Now, many of my fellow Northampton residents can relate to the working-class status. I am not arguing with that. However, somehow, through some type of privilege, be it marriage, external financial support or perhaps pure luck, these residents do not find themselves living in low-income housing. They do not find themselves powerless in terms of a home. They are not threatened by lease violations one to three times a month. They do not need to give up personal financial information to their landlord. And most importantly, they are not blatantly excluded from the greater community.

Let me be clear. The majority of the people living in low-income housing are not lazy, and we do not purely live off of governmental assistance. We contribute to the economy of this city.

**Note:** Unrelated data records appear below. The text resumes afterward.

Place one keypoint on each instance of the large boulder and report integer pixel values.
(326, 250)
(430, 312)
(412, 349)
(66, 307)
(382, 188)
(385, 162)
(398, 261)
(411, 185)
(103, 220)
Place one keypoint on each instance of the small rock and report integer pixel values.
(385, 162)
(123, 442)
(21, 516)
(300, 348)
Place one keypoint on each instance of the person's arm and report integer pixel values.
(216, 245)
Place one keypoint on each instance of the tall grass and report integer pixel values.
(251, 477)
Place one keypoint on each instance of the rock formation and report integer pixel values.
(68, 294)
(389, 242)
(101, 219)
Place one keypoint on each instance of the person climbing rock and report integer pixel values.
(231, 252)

Thus, the Gazette was addressing an audience that does not live in the same circumstances as us — a community which simply “puts up” with those who cannot afford to live outside of affordable housing. This may sound harsh to my liberal “open-minded” comrades. However, if you are a working-class person, or a person of color in this community, IT IS HARD. It is hard to walk into majority-white spaces, and even harder to walk into economically stable majority-white spaces.

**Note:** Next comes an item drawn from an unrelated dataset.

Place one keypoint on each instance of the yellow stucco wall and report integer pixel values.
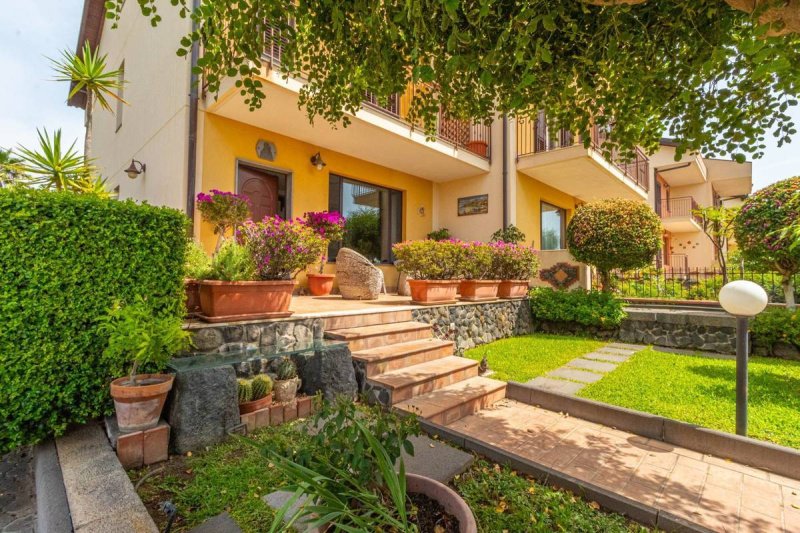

It is hard to walk into schools and immediately feel different and judged. It is hard to walk into supermarkets and be one of (on a good day) three other people of color/working-class people. It is hard to be the only person in the supermarket line that tentatively pulls out their EBT card. It is even hard to go to farmers markets and pay for your food with wooden chips!

I am not writing these things for pity. I am writing them to give the greater community a reality check. Economic inequality is a leading issue in our great country, but it is also a leading issue right here in Northampton.

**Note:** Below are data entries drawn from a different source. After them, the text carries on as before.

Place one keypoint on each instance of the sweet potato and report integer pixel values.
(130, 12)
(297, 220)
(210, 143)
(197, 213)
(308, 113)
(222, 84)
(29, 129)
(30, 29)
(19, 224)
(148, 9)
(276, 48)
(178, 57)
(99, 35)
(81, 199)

Articles like the one published in the Gazette belittle us. You are excluding us from the greater community, and you are deepening the gap between us and the greater community. You are asserting your privilege.

Not only are our homes pristine, we are a pristine community. We have voices, we have minds and we contribute to this community every day.

What bothered my neighbors the most was not the cleanup, it was the lack of communication. It was a community of able-minded citizens feeling like they were being treated as children. It was a community feeling trapped. But most of all, just like our belongings, it was a community feeling as if we were disposable.

So here is a call to all of Northampton residents: be conscious, be mindful, and most of all, live every day mindful of your privilege and do what you can to fight against injustice and inequality.

Emily Laufer is a resident of Hampshire Heights in Northampton.